= Cambridge Energy Research Associates =

American consulting company

Cambridge Energy Research Associates (CERA) is a consulting company in the United States that specializes in advising governments and private companies on energy markets, geopolitics, industry trends, and strategy. CERA has research and consulting staff across the globe and covers the oil, gas, power, and coal markets worldwide.

The company was founded in 1983 by Pulitzer Prize winning author Daniel Yergin, James Rosenfield and Joseph Stanislaw. Comprising experts from many fields within the energy industry, CERA was acquired by IHS Energy in 2004. In 2009 it modified its name to IHS Cambridge Energy Research Associates (IHS CERA) as part of the IHS brand integration in which name changes also took place for other endorsed brands under IHS, including IHS Jane's, IHS Global Insight, IHS EViews, and IHS Herold.

S&P Global acquired IHS, and CERA is now part of S&P Global Energy.

==CERAWeek==
Some of the company's largest clients include international energy companies, energy consumers, governments, utilities, technology companies, and financial institutions. Many of them attend "CERAWeek", the company's annual conference held at the Hilton Americas Hotel in Houston, Texas. Daily programs usually revolve around the topics of oil, natural gas, electric power, renewables, and technology.

Past keynote speeches have been given by the energy secretaries and ministers of Saudi Arabia, Iraq, Mexico, Norway, and the United States.

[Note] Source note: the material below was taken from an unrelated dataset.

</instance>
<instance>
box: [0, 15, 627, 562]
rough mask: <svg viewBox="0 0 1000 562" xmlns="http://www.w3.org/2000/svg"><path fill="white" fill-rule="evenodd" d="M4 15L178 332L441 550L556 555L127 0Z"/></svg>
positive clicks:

Other notable speakers have included former United States Secretary of the Treasury Robert Rubin, United States Secretary of Energy Samuel Bodman, former Colorado Senator Gary Hart; former United States Secretary of Commerce Donald L. Evans; former Federal Reserve Chairman Alan Greenspan, Microsoft CEO Steve Ballmer, and former Secretary General of OPEC Rilwanu Lukman.

CERA also manages the Upstream Capital Costs Index.

==Peak oil==
As the controversy over peak oil intensified in 2006, CERA found itself on the optimistic side of predictions, forecasting that a peak would not occur before 2030, and this would not be a "peak" but rather an "undulating plateau". This opinion has been met with criticism by those who believe a peak has already occurred or is imminent. ASPO-USA described CERA's position as having a credibility problem. Chris Skrebowski considered the CERA report to be a polemic that confused stocks and flows.

In June 2008, Daniel Yergin said that markets have helped fuel a "shortage psychology" that the world is "running out of oil". He also described $120–$150 per barrel as the "break point" for oil, the point where demand erosion would affect the price rise.

CERA researchers have predicted in September 2009 that peak demand has come and gone in the OECD world, likely sometime in 2005. This is not, however, in agreement with peak oil, which is more on the extraction and production side. CERA continues to believe that there is plenty of oil under ground. In predicting peak demand in developed countries, CERA states that long-term demand is softening as a result of demographic and socioeconomic changes in developed countries (such as the aging of OECD populations), improved transportation efficiency, and encroachment by substitutes such as biofuels and natural gas.